Aussi Mugabe, Premier ministre, et N'Komo, ministre de l'Intérieur, ne vont-ils s'occuper que de rassurer les valets : Soames est prié de rester en fonction six mois de plus, comme un bon maître par ses élèves jadis chahuteurs, qui s'avèrent finalement convertis à l'étude. Et même Walls, la vieille crapule fascisante, commandant des forces de sécurité rhodésiennes, responsable de tant d'atrocités commises contre les guérillas mêmes, est prié de rester à son poste : qui se ressemble s'assemble, dit le vieux lieu commun populaire, ici exceptionnellement à propos. Le 17 avril 1980, l'indépendance du Zimbabwe est proclamée.

La plus grande surprise de cette guerre d'Etat si spectaculaire, est donc qu'elle se soit arrêtée. La fin des mouvements séparés de Lourenço Marques, Luanda puis Soweto, apparente dans la soumission sans condition des pauvres du Zimbabwe, y est certainement pour beaucoup. Mais l'arrivisme et la petitesse de vue des valets d'Etat y est au moins pour autant : n'ayant jamais compris la fonction de cette guerre au-delà de l'horizon de leurs carrières, de Carrington à Sithole, de Mugabe à Kissinger, de Vorster à Tongogara, de Walls à Machel, sauf pour les mensonges qu'ils soutiennent et la société qu'ils forment, il eût été préférable pour eux de la continuer, dans l'esprit de Nyerere engueulant

Muzorewa quatre ans plutôt : "You people seem to think that power comes from the barrel of the mouth instead of the barrel of the gun." D'ailleurs, la nouvelle constitution qui les conserve tous, conserve aussi le racisme : 20 blancs et 80 noirs élus séparément ! Elle préfère garantir que chaque race soit représentée en proportion, plutôt que de garantir que chaque individu soit représenté par le meilleur délégué possible, quelles que soient leurs races respectives. Ce compromis odieux, qui n'a pas aboli, mais seulement renversé certaines apparences des rapports de race, unit ceux qui y collaborent au détriment des malheureux qui l'ont cautionné par leur vote.

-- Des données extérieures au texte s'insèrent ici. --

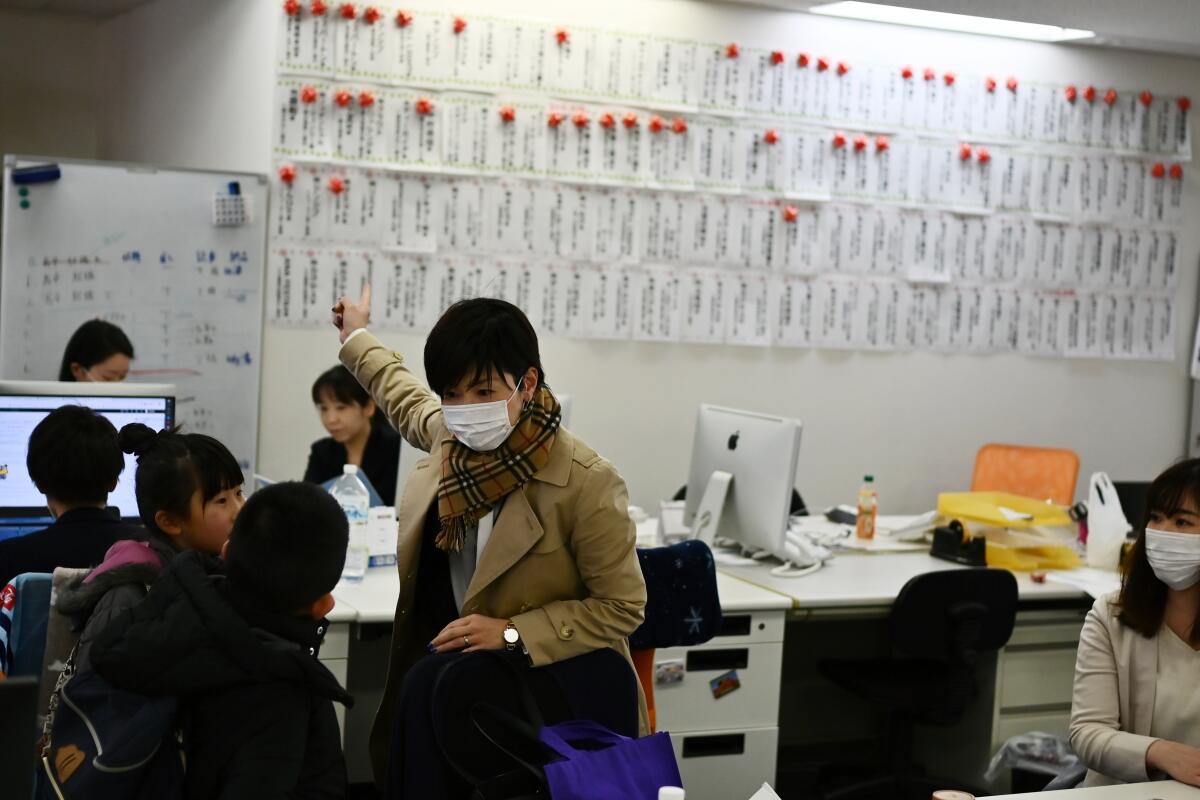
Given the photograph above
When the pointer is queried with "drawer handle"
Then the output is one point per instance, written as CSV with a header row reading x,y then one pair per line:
x,y
736,625
718,660
729,744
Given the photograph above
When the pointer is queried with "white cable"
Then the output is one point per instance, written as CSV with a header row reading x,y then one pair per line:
x,y
786,570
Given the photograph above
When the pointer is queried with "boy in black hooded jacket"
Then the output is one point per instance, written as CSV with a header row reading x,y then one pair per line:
x,y
240,651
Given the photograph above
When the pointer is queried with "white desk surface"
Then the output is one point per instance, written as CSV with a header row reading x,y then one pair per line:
x,y
1156,791
873,579
373,600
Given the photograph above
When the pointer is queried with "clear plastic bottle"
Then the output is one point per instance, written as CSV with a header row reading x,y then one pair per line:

Après l'épilogue électoral, tout est intact chez l'ennemi : le racisme ("The flag of our heroic nation consists of four colours, BLACK in the middle because it represents the heroic people of Zimbabwe, the masses who are bearing the full brant /sic/ of the enemy's reprisal or unprovoked attacks.") ; le spectacle droite-gauche ("Because the progressive forces of the world are engaged in a titanic global conflict with capitalists and imperialists, ZANU is obliged to throw its whole weight on the side of the progressive forces of the world over.") ; une guerre civile d'Etat toute prête, puisque le nouveau gouvernement associe deux guérillas concurrentes et les forces de sécurité contre lesquelles elles étaient jusque-là alliées ; et une couronne de guerres dans les Etats voisins, que l'exemple de Lancaster House n'a pas fait cesser mais s'intensifier. Ainsi, comme un château de cartes auquel on retire celle qui soutient toutes les autres, mais dont la configuration est si heureuse qu'il ne s'écroule pas, l'Afrique australe, solide et implexe bastion de l'idéologie, paraît, même à l'indépendance du Zimbabwe, face aux offensives gueuses de la guerre officieuse, s'être renforcée. Jusque dans la paix, l'ambiance de la guerre de Rhodésie aura été typique des guerres d'Etat depuis celle du Vietnam : honteuse, obscure, triste, interminable, spectaculaire et cependant ignorée.